CHAPITRE XI

C'était le deuxième jour de vent et il n'avait pas faibli. David laissa en plan le récit de leur voyage pour écrire une histoire qui lui était venue quatre ou cinq jours plus tôt et n'avait cessé de s'étoffer, sans doute, se dit-il, pendant son sommeil au cours des deux dernières nuits. Il le savait, cela ne lui réussissait pas d'interrompre un travail une fois qu'il l'avait commencé mais il se sentait confiant et certain de bien avancer et il pensait pouvoir laisser en plan le long récit pour écrire l'histoire que, croyait-il, il devait écrire maintenant, sous peine de la perdre.

L'histoire commença sans aucune difficulté comme toujours commence une histoire quand elle est mûre, et il en fut bientôt à plus de la moitié et sentit qu'il devrait s'arrêter et la laisser décanter jusqu'au lendemain. S'il ne pouvait s'empêcher d'y revenir après avoir fait une pause, il s'y remettrait et la finirait. Mais il espérait bien ne pas y revenir et s'y remettre l'esprit frais le lendemain. C'était une bonne histoire et il se rappelait maintenant que depuis très longtemps il se proposait de l'écrire. L'histoire ne s'était pas imposée à lui au cours des derniers jours. Sa mémoire n'avait pas été fidèle sur ce point. C'était la nécessité de l'écrire qui s'était imposée à lui. Il savait maintenant comment se terminait l'histoire. Il avait toujours connu le vent et les ossements blanchis par le sable mais maintenant ils avaient disparu et il inventait tout. Et maintenant tout était vrai parce que tout lui arrivait à mesure qu'il écrivait et seuls les ossements étaient morts et éparpillés et très loin derrière.

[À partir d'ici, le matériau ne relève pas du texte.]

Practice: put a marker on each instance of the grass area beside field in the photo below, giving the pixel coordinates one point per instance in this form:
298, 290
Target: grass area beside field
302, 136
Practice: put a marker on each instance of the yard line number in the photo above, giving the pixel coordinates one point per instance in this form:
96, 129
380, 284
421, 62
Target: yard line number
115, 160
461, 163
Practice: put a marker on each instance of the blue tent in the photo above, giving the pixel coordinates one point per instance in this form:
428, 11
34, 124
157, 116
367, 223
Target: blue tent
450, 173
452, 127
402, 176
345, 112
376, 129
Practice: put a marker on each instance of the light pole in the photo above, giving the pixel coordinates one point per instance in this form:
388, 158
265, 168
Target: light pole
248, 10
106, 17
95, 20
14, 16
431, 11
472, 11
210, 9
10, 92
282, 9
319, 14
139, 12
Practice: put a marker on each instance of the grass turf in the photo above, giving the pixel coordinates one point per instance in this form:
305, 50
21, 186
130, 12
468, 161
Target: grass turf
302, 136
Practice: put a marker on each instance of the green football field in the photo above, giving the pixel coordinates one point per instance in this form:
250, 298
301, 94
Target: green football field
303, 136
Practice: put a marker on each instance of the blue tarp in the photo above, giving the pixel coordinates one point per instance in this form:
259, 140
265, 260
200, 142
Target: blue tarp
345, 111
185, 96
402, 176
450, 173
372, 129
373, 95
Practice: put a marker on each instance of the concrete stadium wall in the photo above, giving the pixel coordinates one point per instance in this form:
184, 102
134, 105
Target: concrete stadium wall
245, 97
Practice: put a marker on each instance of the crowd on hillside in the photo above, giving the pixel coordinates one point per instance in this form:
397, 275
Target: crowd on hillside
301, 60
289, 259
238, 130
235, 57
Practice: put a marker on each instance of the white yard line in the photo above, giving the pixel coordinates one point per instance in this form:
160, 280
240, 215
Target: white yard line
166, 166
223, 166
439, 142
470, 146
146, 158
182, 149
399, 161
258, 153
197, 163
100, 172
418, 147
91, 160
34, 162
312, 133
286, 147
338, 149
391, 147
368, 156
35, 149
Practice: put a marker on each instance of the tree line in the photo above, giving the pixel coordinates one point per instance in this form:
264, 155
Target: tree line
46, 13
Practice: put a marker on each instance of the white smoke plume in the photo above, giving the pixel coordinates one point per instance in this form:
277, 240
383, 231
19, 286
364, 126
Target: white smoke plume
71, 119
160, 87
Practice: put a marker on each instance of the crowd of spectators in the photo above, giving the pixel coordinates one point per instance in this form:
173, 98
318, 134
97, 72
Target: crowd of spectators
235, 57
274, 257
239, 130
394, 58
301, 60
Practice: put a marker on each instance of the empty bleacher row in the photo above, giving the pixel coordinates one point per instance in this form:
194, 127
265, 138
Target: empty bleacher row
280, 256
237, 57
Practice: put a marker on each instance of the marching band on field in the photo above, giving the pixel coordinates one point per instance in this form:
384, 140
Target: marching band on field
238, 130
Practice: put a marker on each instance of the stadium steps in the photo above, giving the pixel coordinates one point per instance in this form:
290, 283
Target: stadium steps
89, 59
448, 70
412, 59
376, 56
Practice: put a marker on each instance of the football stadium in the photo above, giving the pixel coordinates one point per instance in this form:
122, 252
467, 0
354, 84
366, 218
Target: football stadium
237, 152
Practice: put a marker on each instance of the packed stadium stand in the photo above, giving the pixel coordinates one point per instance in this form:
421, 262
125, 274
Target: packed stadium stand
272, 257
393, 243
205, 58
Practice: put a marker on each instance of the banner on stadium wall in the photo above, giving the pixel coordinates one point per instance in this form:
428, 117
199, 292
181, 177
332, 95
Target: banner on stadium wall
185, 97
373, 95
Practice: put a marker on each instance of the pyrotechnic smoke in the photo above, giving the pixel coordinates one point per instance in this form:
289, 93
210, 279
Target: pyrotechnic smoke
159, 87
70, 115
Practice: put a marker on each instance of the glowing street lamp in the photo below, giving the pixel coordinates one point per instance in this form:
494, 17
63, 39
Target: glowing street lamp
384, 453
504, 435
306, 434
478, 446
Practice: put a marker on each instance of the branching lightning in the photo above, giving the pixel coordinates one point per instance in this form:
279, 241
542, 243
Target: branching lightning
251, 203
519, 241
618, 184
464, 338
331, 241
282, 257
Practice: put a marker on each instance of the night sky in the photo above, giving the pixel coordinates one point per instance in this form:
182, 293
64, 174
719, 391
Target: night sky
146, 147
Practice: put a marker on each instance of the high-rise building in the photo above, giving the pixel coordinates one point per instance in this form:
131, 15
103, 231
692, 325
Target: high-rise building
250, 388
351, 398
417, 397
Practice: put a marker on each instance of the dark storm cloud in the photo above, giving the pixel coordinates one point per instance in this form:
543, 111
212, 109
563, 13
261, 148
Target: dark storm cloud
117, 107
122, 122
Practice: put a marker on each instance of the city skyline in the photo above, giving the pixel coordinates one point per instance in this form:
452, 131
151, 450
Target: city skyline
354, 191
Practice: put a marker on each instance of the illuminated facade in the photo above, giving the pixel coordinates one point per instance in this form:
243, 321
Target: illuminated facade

L'histoire commençait maintenant par le sortilège dans la shamba1 et il fallait qu'il l'écrive et il avait déjà bien avancé.

Il se sentait fatigué et heureux de son travail lorsqu'il trouva le billet de Catherine disant qu'elle n'avait pas voulu le déranger, était sortie et serait de retour pour le déjeuner. Il quitta la pièce et commanda son petit déjeuner et, tandis qu'on le lui préparait, Monsieur Aurol, le propriétaire, entra et ils parlèrent du temps. Monsieur Aurol disait qu'il arrivait parfois que le vent vienne de ce côté. Ce n'était pas un vrai mistral, vu la saison c'était sûr, mais il soufflait en général pendant trois jours. Désormais le vent était fou. Monsieur l'avait sans aucun doute remarqué. Il suffisait de se tenir au courant pour se rendre compte que depuis la guerre, le temps était toujours détraqué.

David dit qu'il n'avait pu se tenir au courant parce qu'il avait beaucoup voyagé mais on ne pouvait nier que le temps fût bizarre. Pas seulement le temps, dit Monsieur Aurol, tout était changé et ce qui n'était pas changé était en passe de l'être. Peut-être en fin de compte serait-ce pour le mieux et lui, pour sa part, n'y voyait pas d'objection. Monsieur, en homme d'expérience, voyait sûrement les choses de la même façon.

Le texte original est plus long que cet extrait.